19.   The applicant says that after the respondent received her $750 payment on October 23, 2021, he said he could not find anyone to clean the house. She further says that the respondent told her that he would not clean it and that he preferred that she not “take it”. She says that the respondent first said he would return the $750 to her but then refused to repay her.

20.   The respondent says he never agreed to have the house professionally cleaned since he is not the house’s owner or landlord. He says, and the applicant does not dispute, that he received the keys to move into the house on October 25, 2021 and the applicant refused to come and see it unless it was professionally cleaned. Given the applicant’s refusal to see the house, the respondent says she could not have known what condition it was in. He says that 2 days after the November 1, 2021 move-in date, the applicant decided not to move in, leaving him without a roommate.

21.   The respondent further says that he made offers to repay the applicant half of the $750 rent payment and up to $500, but she refused those offers. The applicant says the respondent’s settlement offers are admissions of error and that she requires repayment in full.

22.   On balance, I find the parties’ respective positions about what the agreement’s terms were are both equally likely. As noted, the applicant has the burden of proof. I find it unproven that the respondent agreed to have the house professionally cleaned before the applicant moved in. So, I find the parties’ agreement was not conditional on the house being professionally cleaned.

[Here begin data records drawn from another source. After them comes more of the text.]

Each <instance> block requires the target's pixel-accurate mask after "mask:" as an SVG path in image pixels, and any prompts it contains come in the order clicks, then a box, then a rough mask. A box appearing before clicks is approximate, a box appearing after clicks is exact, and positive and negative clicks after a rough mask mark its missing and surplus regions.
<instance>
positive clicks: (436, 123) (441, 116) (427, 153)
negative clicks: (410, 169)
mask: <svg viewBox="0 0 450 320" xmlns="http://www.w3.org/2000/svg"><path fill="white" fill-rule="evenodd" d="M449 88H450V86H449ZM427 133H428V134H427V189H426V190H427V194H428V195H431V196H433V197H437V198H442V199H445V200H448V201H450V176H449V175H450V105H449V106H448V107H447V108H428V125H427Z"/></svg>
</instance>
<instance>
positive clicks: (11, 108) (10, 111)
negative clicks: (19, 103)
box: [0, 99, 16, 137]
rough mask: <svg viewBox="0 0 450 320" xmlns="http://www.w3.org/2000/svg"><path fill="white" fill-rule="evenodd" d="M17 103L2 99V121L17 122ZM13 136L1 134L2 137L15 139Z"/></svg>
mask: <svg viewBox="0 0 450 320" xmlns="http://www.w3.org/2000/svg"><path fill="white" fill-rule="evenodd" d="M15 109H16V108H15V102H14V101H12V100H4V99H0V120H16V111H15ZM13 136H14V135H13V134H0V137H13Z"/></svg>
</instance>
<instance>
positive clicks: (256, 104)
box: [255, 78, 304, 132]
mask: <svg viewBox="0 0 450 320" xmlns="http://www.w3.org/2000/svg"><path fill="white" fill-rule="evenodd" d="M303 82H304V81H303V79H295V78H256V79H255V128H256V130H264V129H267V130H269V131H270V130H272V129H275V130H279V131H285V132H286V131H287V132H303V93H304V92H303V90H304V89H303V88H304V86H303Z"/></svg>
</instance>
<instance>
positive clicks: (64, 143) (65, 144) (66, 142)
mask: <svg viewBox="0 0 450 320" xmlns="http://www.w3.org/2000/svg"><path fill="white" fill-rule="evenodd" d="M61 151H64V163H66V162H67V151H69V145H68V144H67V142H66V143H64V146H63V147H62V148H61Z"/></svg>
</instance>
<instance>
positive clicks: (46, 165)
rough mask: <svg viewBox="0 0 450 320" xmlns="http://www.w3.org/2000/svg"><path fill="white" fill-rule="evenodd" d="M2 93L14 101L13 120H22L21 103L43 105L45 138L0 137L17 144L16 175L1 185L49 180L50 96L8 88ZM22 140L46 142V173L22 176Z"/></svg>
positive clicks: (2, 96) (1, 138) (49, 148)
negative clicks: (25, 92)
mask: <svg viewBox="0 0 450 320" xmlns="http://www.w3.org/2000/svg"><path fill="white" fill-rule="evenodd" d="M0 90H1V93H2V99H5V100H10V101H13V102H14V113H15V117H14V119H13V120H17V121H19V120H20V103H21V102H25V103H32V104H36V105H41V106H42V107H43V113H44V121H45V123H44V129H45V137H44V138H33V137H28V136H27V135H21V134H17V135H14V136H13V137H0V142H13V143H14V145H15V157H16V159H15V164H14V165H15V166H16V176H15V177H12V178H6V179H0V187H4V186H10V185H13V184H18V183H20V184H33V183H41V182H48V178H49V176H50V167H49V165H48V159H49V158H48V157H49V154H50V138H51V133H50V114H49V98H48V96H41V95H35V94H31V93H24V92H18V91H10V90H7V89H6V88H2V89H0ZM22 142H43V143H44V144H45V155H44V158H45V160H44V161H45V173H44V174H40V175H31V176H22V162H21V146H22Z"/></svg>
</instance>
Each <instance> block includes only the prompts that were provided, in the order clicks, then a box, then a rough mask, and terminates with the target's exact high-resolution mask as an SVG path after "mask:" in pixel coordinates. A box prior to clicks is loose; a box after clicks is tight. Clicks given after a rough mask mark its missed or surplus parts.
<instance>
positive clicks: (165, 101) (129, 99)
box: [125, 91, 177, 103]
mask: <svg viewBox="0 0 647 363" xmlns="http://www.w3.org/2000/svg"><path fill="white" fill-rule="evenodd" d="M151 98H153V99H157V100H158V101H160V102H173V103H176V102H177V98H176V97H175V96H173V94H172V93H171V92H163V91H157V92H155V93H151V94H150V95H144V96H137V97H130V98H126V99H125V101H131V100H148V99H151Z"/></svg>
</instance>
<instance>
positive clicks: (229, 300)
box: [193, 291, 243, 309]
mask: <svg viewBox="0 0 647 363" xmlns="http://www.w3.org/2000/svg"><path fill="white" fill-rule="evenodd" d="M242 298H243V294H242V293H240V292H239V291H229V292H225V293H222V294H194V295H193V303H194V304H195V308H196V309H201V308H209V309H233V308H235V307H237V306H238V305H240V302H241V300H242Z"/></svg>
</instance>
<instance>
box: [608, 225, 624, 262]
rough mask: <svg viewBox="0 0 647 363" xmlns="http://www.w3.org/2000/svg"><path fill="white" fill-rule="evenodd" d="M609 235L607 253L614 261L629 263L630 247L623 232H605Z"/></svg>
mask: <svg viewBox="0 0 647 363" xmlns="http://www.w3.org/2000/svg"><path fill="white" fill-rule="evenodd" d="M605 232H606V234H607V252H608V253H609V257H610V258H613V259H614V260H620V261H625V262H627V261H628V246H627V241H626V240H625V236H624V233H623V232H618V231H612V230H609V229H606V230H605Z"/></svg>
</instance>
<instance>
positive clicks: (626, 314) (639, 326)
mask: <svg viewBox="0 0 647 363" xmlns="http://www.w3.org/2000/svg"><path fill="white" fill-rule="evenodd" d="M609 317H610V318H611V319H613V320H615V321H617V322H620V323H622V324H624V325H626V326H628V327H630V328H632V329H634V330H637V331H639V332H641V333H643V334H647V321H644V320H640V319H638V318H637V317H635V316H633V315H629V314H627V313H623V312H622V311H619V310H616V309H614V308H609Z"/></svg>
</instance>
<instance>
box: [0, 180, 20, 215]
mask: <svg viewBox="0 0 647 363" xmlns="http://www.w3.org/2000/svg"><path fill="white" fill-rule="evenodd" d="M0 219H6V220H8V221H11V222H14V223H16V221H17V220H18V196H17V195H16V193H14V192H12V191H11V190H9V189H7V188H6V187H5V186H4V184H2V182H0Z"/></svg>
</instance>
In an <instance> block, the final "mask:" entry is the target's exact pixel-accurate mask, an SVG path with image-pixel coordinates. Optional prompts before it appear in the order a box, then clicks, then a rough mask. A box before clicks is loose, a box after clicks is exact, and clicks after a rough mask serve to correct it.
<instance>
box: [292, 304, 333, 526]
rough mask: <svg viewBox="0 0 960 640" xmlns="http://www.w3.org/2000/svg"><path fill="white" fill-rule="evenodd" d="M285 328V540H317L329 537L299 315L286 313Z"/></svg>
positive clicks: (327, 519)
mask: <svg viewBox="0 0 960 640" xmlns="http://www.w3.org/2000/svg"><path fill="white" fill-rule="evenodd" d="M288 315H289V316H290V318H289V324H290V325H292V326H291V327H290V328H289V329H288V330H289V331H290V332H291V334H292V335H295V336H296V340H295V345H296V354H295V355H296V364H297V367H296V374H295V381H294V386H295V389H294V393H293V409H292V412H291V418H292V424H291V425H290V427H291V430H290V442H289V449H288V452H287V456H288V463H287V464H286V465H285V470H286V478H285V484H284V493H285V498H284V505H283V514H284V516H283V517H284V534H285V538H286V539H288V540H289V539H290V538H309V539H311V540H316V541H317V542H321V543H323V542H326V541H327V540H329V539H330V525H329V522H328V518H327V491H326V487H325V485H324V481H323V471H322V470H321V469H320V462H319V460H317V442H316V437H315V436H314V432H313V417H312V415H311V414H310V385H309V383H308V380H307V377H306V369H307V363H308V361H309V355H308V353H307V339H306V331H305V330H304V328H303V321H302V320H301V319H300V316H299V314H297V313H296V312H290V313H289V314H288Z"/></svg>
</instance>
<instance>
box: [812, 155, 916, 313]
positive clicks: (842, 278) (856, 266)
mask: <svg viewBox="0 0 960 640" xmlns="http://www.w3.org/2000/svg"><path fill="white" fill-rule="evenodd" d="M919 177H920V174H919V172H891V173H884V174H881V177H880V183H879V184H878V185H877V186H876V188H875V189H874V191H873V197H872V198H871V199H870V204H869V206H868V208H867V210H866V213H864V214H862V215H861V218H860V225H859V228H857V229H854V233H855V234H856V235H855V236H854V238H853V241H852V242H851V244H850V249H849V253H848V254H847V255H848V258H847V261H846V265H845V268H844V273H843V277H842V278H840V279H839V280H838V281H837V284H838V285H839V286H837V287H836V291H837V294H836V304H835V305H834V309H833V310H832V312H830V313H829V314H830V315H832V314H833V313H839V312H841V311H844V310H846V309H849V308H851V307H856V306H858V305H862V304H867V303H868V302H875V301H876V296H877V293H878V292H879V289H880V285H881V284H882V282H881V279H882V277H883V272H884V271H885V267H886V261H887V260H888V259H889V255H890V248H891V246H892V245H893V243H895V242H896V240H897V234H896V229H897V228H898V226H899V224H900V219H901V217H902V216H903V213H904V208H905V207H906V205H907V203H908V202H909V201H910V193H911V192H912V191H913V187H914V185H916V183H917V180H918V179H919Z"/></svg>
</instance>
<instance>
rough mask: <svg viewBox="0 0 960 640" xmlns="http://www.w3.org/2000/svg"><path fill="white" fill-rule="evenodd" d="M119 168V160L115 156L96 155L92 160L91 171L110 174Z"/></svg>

23.   I further find that the evidence fails to establish on a balance of probabilities that the respondent told the applicant not to move in or that he agreed to repay her in full. With respect to the respondent’s settlement offers, contrary to the applicant’s submission, settlement offers are not admissions of liability. Since it is undisputed that the applicant did not accept the respondent’s offers, there is no binding agreement for repayment to be enforced.

24.   Based on the above, I dismiss the applicant’s $750 reimbursement claim for November’s rent. I accept the respondent’s statement that he was left without a roommate for November. I find the parties’ rental agreement had an implied term that each party would give the other reasonable notice before terminating their agreement. Based on the parties’ submissions, I find it more likely than not that the applicant refused to move into the house sometime between October 23, 2021 and November 3, 2021 and terminated the parties’ agreement. I find this was not sufficient time for the respondent to find a new roommate for the month of November. As a result, I find the applicant owed the November rent under the agreement and so she is not entitled to its return.

25.   While the respondent says the applicant owes him $375 for a deposit, I make no findings about this since he did not file a counterclaim.

26.   Under section 49 of the CRTA and CRT rules, the CRT will generally order an unsuccessful party to reimburse a successful party for CRT fees and reasonable dispute-related expenses. I see no reason in this case not to follow that general rule. Since the applicant was unsuccessful with her claims, I find she is not entitled to reimbursement of her paid CRT fees. The respondent did not pay any CRT fees and neither party claimed any dispute-related expenses, so I order no reimbursement.

 

 

ORDER

27.   I dismiss the applicant’s claims and this dispute.